Tutta la violenza di un secolo   

Marcello Flores - Tutta la violenza di un secolo

Editore Feltrinelli
206 pagine
anno 2005

Il libro è stato recentemente premiato da una giuria popolare di lettori. Lo segnalo perché è un libro singolare per la sua leggibilità e per la capacità dell'autore di toccare gli aspetti essenziali di un secolo, il Novecento, che potrebbe essere definito, rovesciando il titolo, Il secolo della violenza. Non che la storia precedente non abbia conosciuto stragi e guerre tremende, ma nessuna epoca ha emulato l'entità del sangue versato e la dimensione barbarica della guerra raggiunte nel Novecento.
Effetto di uno straordinario sviluppo tecnico-scientifico che ha messo a disposizione dell'umanità mezzi di distruzione di potenza inaudita? Conseguenza dell'affermazione delle società di massa e di uno sviluppo economico contraddittorio e mal condiviso? Frutto dell'apparizione sulla scena storica della categoria del totalitarismo e, prima ancora, dell'autoaffermazione degli stati nazionali e dei nazionalismi? Prodotto diretto dell'espansione europea nel mondo e della sua eclisse proprio a causa delle guerre scatenate sul proprio territorio? Probabilmente di tutte questa cause insieme e di altre ancora, che libri come questo stanno portando alla luce. Assieme alla constatazione che la sorgente principale della violenza nel Novecento è stato l'Occidente o il nord del mondo, se si preferisce. Ivi comprese le democrazie liberali.

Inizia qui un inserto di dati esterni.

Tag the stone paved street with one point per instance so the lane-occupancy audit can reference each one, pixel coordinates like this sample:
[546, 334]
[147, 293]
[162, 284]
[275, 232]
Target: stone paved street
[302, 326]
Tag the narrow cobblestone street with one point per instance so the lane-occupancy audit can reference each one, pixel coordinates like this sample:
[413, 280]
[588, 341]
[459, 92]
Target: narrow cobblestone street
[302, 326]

Da questo punto di vista, l'autore non si limita ad una ricognizione degli episodi salienti del Novecento che lo caratterizzano come secolo della violenza, ma li accompagna con un'analisi dei meccanismi psicologici e dei contesti culturali e sociali che di volta in volta ne hanno permesso l'affermazione e la giustificazione. Fino al punto di rendere normale la violenza criminale: quella di Stato, quella giustificata in nome di qualsivoglia "ideale". Non si tratta di una riflessione da confinare nel secolo scorso, essa arriva fin sull'orlo e già dentro il secolo nuovo, per cui opportunamente Flores avverte, ad esempio, che utilizzare categorie e definizioni del secolo passato può risultare davvero pericoloso, come nel caso in cui si cerca di accomunare il fenomeno del totalitarismo al terrorismo odierno.

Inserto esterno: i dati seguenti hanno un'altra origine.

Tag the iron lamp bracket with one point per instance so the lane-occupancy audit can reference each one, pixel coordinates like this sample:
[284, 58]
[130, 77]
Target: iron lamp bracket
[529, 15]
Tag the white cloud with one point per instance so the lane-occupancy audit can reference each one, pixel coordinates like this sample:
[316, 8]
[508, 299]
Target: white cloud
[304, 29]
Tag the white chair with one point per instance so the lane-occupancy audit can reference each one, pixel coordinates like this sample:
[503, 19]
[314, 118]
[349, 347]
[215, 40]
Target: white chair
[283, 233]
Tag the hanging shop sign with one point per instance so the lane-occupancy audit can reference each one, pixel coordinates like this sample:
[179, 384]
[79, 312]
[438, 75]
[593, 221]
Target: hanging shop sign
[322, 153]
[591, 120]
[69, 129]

Accade che questo tipo di distorsioni siano tanto più facili ad essere contrabbandate come vere, come appoggiate a terribili precedenti storici genericamente a tutti noti, quanto più difetta la conoscenza delle cause e dei meccanismi reali che hanno presieduto allo scatenarsi della violenza pubblica (guerre e genocidi) nel Novecento. Cioè, la propaganda e l'asservimento della storia agli obbiettivi politici, che non è certo un fatto nuovo, nasce dall'oscuramento della memoria, dall'abbassamento dei livelli di guardia e dal travisamento di ciò che per davvero accadde.
Ecco perché il Ministero dell'Università e della Ricerca ha fatto proprio male a non sostenere la ricerca di cui il libro è il risultato, come viene denunciato in epigrafe al testo, adducendo giustificazioni risibili, o meglio, sospette.